I doubt it since they, admittedly, didn't read it. The question he posed, about the paper, is answered in that very same paper. He has structured his whole reply to have the tone of uncovering the hidden caveat in the small print that invalidates the paper, when it's actually a straightforwardly stated assumption in their methodology section.

▲

lunchbucket 3 hours ago | parent [-]

Now that they've confirmed that was in fact what they meant, how have your views on this exchange changed?
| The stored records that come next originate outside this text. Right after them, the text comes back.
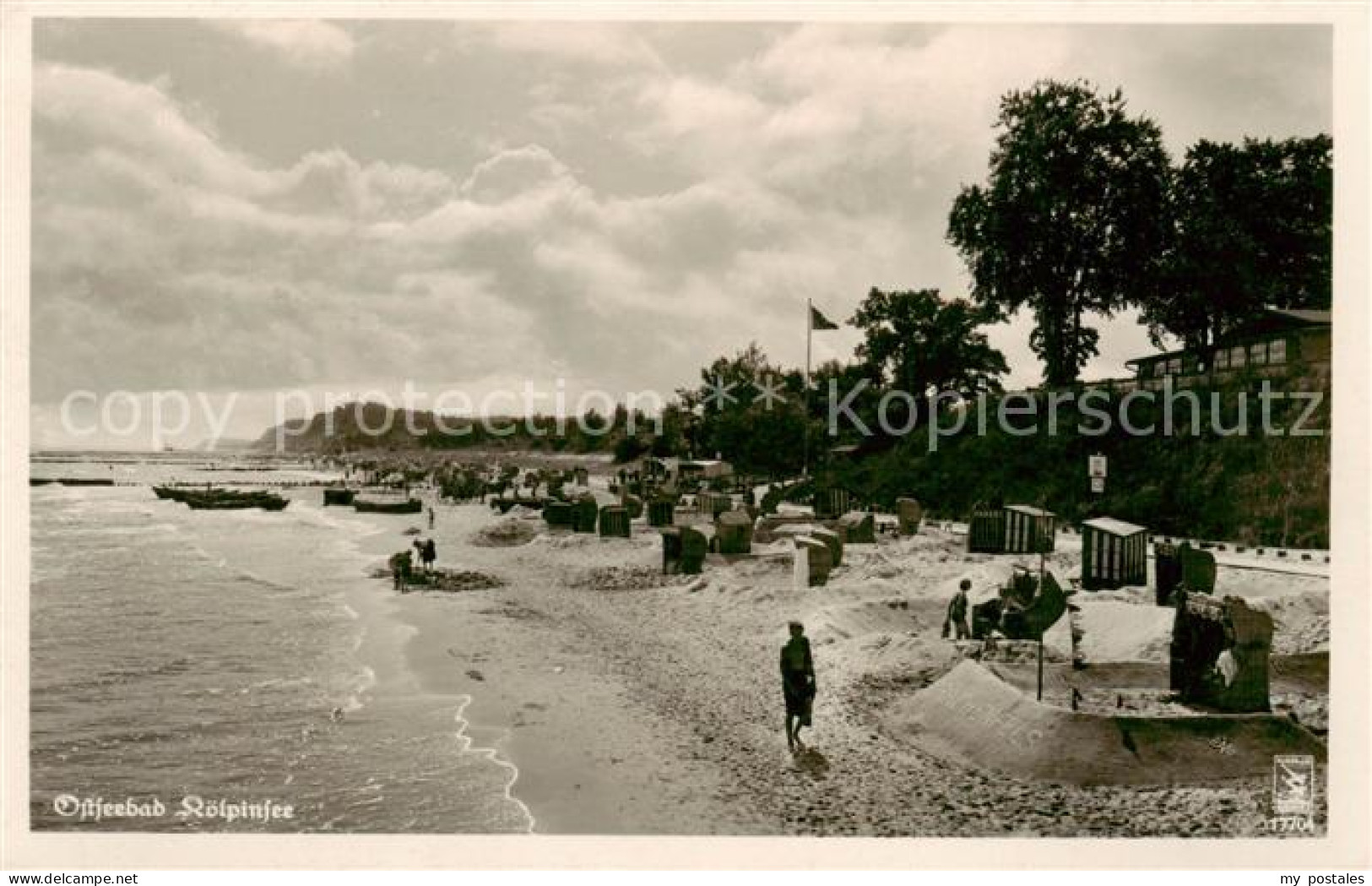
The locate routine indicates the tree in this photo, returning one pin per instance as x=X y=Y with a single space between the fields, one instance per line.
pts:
x=1251 y=229
x=1071 y=220
x=759 y=435
x=922 y=345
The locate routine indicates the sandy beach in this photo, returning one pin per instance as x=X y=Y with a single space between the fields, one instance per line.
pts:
x=634 y=704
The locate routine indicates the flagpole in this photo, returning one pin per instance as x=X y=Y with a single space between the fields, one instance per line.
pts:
x=810 y=329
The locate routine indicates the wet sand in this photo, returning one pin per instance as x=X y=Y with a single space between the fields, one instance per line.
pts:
x=632 y=707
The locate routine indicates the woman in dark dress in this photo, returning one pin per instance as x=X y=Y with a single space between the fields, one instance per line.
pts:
x=797 y=683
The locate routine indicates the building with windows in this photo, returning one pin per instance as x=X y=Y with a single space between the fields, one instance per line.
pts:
x=1279 y=345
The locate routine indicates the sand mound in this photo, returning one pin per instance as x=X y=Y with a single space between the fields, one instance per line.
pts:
x=974 y=716
x=1117 y=631
x=454 y=580
x=1301 y=623
x=880 y=616
x=508 y=532
x=623 y=578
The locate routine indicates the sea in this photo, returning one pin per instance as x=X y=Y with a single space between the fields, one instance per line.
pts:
x=209 y=671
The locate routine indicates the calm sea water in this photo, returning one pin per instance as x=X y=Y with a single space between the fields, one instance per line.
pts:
x=198 y=655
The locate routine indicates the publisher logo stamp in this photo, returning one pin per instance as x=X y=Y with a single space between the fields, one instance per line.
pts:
x=1293 y=785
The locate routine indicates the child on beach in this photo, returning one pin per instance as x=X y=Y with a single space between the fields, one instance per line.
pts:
x=797 y=683
x=957 y=622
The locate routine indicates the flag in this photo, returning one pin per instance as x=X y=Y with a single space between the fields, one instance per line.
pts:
x=819 y=321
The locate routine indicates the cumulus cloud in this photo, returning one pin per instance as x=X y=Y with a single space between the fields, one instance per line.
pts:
x=632 y=215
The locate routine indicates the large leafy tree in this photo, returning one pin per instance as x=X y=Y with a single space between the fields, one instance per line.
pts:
x=915 y=342
x=1071 y=220
x=1251 y=229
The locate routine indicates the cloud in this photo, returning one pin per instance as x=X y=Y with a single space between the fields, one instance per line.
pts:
x=309 y=44
x=626 y=221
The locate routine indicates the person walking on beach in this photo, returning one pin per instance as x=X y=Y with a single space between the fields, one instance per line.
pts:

	▲	delusional 2 hours ago \| parent [-]
		> how have your views on this exchange changed? Not at all, because I am critiquing the authors writings, and for those I don't need to speculate on his intentions. He wrote a comment where he misrepresents the arguments in the paper, while explicitly saying he didn't bother to read it. That's not good enough. The author of said comment now comes in, after getting criticized, and claims that "yes, I meant that all along" and appends a note about not considering it "much" of a justification. He did not question the justification of the paper, his claim was "I can’t come up with a justification" implying the paper has NO justification for the design. His criticism of the abstract as not covering the design of the experiment rings hollow when he can't be bothered to read the paper itself. That being said, I am happy that he went back and read the justification, and I do think it's valid to question the conclusions drawn from the design of the study. I too wonder if this result would replicate had the models been provided the entire resume. I too think presenting the model with the entire reconstructed resume would have been a stronger test.